Games of Desire (Ger. Die Lady) is a German-French drama film released in 1964 and featuring Swedish star Ingrid Thulin in the lead role.

Plot
Nadine Anderson, an elegant well-to-do woman, leads a luxurious but boring life, the wife of the Swedish ambassador to Athens. Her husband, Eliot's lack of sexual interest is responsible for Nadine's sexual frustration. The marriage is a fraud as Eliot is interested only in men, with an eye on his young secretary Martin. No longer willing to continue her deeply unsatisfying life Nadine becomes a prostitute in the dim streets of Piraeus, the port of Athens, in search of "real men" who give her that which her husband is neither able nor willing to.

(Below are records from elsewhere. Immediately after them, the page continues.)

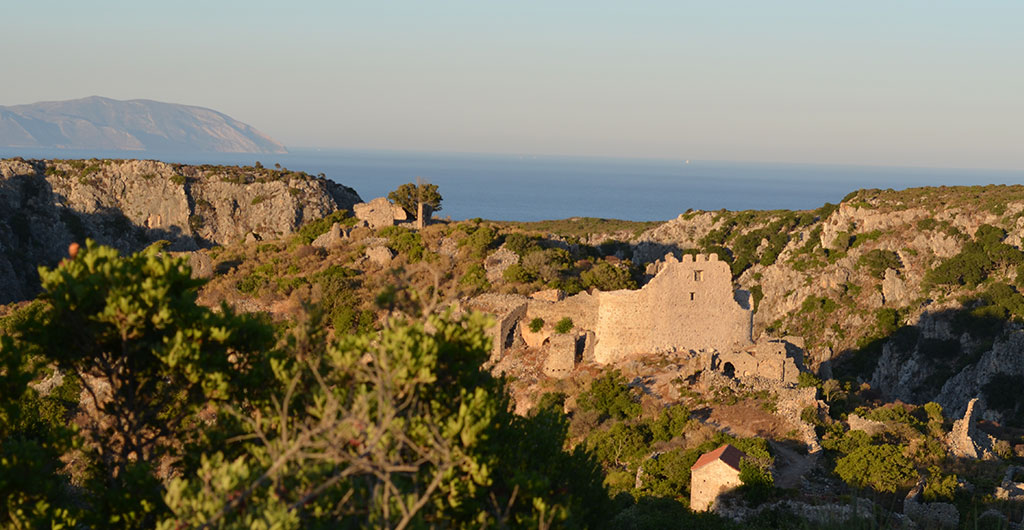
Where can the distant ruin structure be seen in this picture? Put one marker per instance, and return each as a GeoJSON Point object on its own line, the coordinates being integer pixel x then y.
{"type": "Point", "coordinates": [379, 213]}
{"type": "Point", "coordinates": [509, 310]}
{"type": "Point", "coordinates": [688, 304]}
{"type": "Point", "coordinates": [715, 473]}
{"type": "Point", "coordinates": [688, 308]}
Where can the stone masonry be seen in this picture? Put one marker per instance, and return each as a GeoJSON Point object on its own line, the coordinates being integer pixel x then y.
{"type": "Point", "coordinates": [379, 213]}
{"type": "Point", "coordinates": [509, 311]}
{"type": "Point", "coordinates": [714, 473]}
{"type": "Point", "coordinates": [689, 304]}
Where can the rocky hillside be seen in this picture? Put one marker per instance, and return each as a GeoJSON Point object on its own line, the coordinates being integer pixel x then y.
{"type": "Point", "coordinates": [99, 123]}
{"type": "Point", "coordinates": [914, 292]}
{"type": "Point", "coordinates": [46, 205]}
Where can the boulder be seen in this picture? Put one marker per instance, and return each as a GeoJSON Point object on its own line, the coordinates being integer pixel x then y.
{"type": "Point", "coordinates": [379, 213]}
{"type": "Point", "coordinates": [331, 238]}
{"type": "Point", "coordinates": [380, 255]}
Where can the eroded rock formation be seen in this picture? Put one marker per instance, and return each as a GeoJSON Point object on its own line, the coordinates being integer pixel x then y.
{"type": "Point", "coordinates": [46, 205]}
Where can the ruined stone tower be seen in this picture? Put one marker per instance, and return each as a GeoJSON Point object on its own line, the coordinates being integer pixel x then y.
{"type": "Point", "coordinates": [688, 305]}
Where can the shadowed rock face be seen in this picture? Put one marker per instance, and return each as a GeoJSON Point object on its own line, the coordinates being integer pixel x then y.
{"type": "Point", "coordinates": [46, 205]}
{"type": "Point", "coordinates": [99, 123]}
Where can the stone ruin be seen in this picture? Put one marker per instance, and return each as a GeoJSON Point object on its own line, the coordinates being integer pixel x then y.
{"type": "Point", "coordinates": [965, 440]}
{"type": "Point", "coordinates": [509, 310]}
{"type": "Point", "coordinates": [379, 213]}
{"type": "Point", "coordinates": [565, 351]}
{"type": "Point", "coordinates": [715, 473]}
{"type": "Point", "coordinates": [688, 308]}
{"type": "Point", "coordinates": [688, 304]}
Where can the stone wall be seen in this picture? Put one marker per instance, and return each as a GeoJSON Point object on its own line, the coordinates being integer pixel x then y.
{"type": "Point", "coordinates": [509, 310]}
{"type": "Point", "coordinates": [582, 308]}
{"type": "Point", "coordinates": [710, 481]}
{"type": "Point", "coordinates": [688, 305]}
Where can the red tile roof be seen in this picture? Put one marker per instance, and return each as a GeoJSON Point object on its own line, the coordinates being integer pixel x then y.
{"type": "Point", "coordinates": [727, 453]}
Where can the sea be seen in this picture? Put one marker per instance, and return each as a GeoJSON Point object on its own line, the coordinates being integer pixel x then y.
{"type": "Point", "coordinates": [511, 187]}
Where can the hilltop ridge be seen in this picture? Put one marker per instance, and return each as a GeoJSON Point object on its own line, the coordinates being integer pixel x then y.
{"type": "Point", "coordinates": [46, 205]}
{"type": "Point", "coordinates": [137, 125]}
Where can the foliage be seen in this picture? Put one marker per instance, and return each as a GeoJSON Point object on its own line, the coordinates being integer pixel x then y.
{"type": "Point", "coordinates": [808, 380]}
{"type": "Point", "coordinates": [339, 301]}
{"type": "Point", "coordinates": [548, 265]}
{"type": "Point", "coordinates": [977, 260]}
{"type": "Point", "coordinates": [406, 241]}
{"type": "Point", "coordinates": [409, 195]}
{"type": "Point", "coordinates": [148, 358]}
{"type": "Point", "coordinates": [479, 239]}
{"type": "Point", "coordinates": [419, 436]}
{"type": "Point", "coordinates": [624, 444]}
{"type": "Point", "coordinates": [882, 467]}
{"type": "Point", "coordinates": [392, 428]}
{"type": "Point", "coordinates": [521, 244]}
{"type": "Point", "coordinates": [670, 423]}
{"type": "Point", "coordinates": [610, 397]}
{"type": "Point", "coordinates": [516, 273]}
{"type": "Point", "coordinates": [475, 278]}
{"type": "Point", "coordinates": [564, 325]}
{"type": "Point", "coordinates": [605, 276]}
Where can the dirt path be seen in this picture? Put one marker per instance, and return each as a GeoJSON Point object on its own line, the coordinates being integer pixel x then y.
{"type": "Point", "coordinates": [791, 466]}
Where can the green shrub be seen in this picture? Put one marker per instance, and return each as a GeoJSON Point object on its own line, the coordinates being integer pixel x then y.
{"type": "Point", "coordinates": [475, 277]}
{"type": "Point", "coordinates": [606, 276]}
{"type": "Point", "coordinates": [522, 244]}
{"type": "Point", "coordinates": [479, 240]}
{"type": "Point", "coordinates": [516, 273]}
{"type": "Point", "coordinates": [313, 229]}
{"type": "Point", "coordinates": [882, 468]}
{"type": "Point", "coordinates": [406, 241]}
{"type": "Point", "coordinates": [670, 423]}
{"type": "Point", "coordinates": [610, 397]}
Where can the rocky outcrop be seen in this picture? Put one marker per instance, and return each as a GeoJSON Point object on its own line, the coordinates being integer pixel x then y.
{"type": "Point", "coordinates": [930, 515]}
{"type": "Point", "coordinates": [1006, 356]}
{"type": "Point", "coordinates": [46, 205]}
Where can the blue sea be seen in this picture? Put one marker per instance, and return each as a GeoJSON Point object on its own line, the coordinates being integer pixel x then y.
{"type": "Point", "coordinates": [532, 188]}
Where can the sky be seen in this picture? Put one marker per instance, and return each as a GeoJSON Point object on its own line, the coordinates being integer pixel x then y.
{"type": "Point", "coordinates": [896, 83]}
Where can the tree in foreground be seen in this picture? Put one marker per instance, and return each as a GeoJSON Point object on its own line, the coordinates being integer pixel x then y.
{"type": "Point", "coordinates": [409, 196]}
{"type": "Point", "coordinates": [396, 429]}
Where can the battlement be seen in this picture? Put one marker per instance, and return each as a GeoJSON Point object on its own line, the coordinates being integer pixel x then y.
{"type": "Point", "coordinates": [699, 258]}
{"type": "Point", "coordinates": [689, 304]}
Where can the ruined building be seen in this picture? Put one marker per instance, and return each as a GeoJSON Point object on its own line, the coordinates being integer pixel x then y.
{"type": "Point", "coordinates": [688, 304]}
{"type": "Point", "coordinates": [714, 473]}
{"type": "Point", "coordinates": [688, 308]}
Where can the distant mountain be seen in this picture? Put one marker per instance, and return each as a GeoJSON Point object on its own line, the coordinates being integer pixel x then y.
{"type": "Point", "coordinates": [140, 125]}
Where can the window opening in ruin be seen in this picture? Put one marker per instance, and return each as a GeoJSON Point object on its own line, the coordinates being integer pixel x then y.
{"type": "Point", "coordinates": [510, 338]}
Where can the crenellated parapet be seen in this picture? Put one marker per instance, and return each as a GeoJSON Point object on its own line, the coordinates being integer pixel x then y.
{"type": "Point", "coordinates": [689, 304]}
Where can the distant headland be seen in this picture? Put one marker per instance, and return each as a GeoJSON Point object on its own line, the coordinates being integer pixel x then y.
{"type": "Point", "coordinates": [137, 125]}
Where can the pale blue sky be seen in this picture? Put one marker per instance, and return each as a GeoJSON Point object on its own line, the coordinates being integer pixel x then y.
{"type": "Point", "coordinates": [926, 83]}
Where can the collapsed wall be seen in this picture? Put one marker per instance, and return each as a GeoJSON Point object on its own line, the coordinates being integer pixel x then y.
{"type": "Point", "coordinates": [688, 304]}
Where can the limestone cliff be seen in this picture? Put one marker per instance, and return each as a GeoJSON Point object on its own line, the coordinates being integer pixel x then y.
{"type": "Point", "coordinates": [45, 205]}
{"type": "Point", "coordinates": [857, 280]}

She meets Nikos, a dock worker, who exemplifies her idea of a "real man". But his manipulative sister Electra, a prostitute and a striptease dancer, tries to blackmail the Ambassador's wife. Electra wants to leave her miserable existence behind and demands that Nadine hire her as a maid with a good salary. Nadine bows to this blackmail. Eliot Anderson is displeased because his secretary falls in love with Electra. Eliot immediately dismisses her.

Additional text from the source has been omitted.